Thermal stability of extracellular hemoglobin of Glossoscolex paulistus: determination of activation parameters by optical spectroscopic and differential scanning calorimetric studies

Abstract

Glossoscolex paulistus hemoglobin (HbGp) was studied by dynamic light scattering (DLS), optical absorption spectroscopy (UV–VIS) and differential scanning calorimetry (DSC). At pH 7.0, cyanomet-HbGp is very stable, no oligomeric dissociation is observed, while denaturation occurs at 56 °C, 4 °C higher as compared to oxy-HbGp. The oligomeric dissociation of HbGp occurs simultaneously with some protein aggregation. Kinetic studies for oxy-HbGp using UV–VIS and DLS allowed to obtain activation energy (Ea) values of 278–262 kJ/mol (DLS) and 333 kJ/mol (UV–VIS). Complimentary DSC studies indicate that the denaturation is irreversible, giving endotherms strongly dependent upon the heating scan rates, suggesting a kinetically controlled process.

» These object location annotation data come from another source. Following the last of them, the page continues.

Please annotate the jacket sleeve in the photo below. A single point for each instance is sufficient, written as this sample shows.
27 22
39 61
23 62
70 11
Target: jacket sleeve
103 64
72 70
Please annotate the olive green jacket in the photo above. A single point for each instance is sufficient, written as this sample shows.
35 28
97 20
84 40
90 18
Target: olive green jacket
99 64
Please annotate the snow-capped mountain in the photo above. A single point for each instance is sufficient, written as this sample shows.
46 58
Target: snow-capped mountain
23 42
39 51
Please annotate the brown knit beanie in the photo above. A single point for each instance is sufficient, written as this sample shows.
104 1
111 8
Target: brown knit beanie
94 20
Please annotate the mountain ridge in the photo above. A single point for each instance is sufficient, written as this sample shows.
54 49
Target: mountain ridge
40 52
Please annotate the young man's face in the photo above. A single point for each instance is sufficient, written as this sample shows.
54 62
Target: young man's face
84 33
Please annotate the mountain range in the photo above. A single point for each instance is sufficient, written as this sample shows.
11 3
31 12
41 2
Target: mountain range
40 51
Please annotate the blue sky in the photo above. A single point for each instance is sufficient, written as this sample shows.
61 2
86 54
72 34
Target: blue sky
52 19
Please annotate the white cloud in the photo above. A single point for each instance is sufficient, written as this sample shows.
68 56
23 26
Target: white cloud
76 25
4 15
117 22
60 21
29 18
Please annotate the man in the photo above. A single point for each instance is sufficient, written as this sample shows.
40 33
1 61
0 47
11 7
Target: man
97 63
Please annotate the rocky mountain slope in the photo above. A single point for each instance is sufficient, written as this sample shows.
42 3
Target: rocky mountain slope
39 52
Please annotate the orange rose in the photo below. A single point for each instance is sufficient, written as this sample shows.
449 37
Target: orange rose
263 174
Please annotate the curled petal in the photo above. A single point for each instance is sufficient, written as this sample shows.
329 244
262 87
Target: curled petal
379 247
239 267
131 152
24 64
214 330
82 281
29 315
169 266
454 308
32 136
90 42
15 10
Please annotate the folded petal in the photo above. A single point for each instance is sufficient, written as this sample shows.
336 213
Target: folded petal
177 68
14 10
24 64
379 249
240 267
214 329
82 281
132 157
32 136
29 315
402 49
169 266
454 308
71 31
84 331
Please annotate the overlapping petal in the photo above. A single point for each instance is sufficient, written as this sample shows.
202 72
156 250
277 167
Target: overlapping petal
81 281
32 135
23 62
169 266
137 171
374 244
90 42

Dependence on protein concentration suggests that the two components in the endotherms are due to oligomeric dissociation effect upon denaturation. Activation energies are in the range 200–560 kJ/mol. The mid-point transition temperatures were in the range 50–65 °C. Cyanomet-HbGp shows higher mid-point temperatures as well as activation energies, consistent with its higher stability. DSC data are reported for the first time for an extracellular hemoglobin.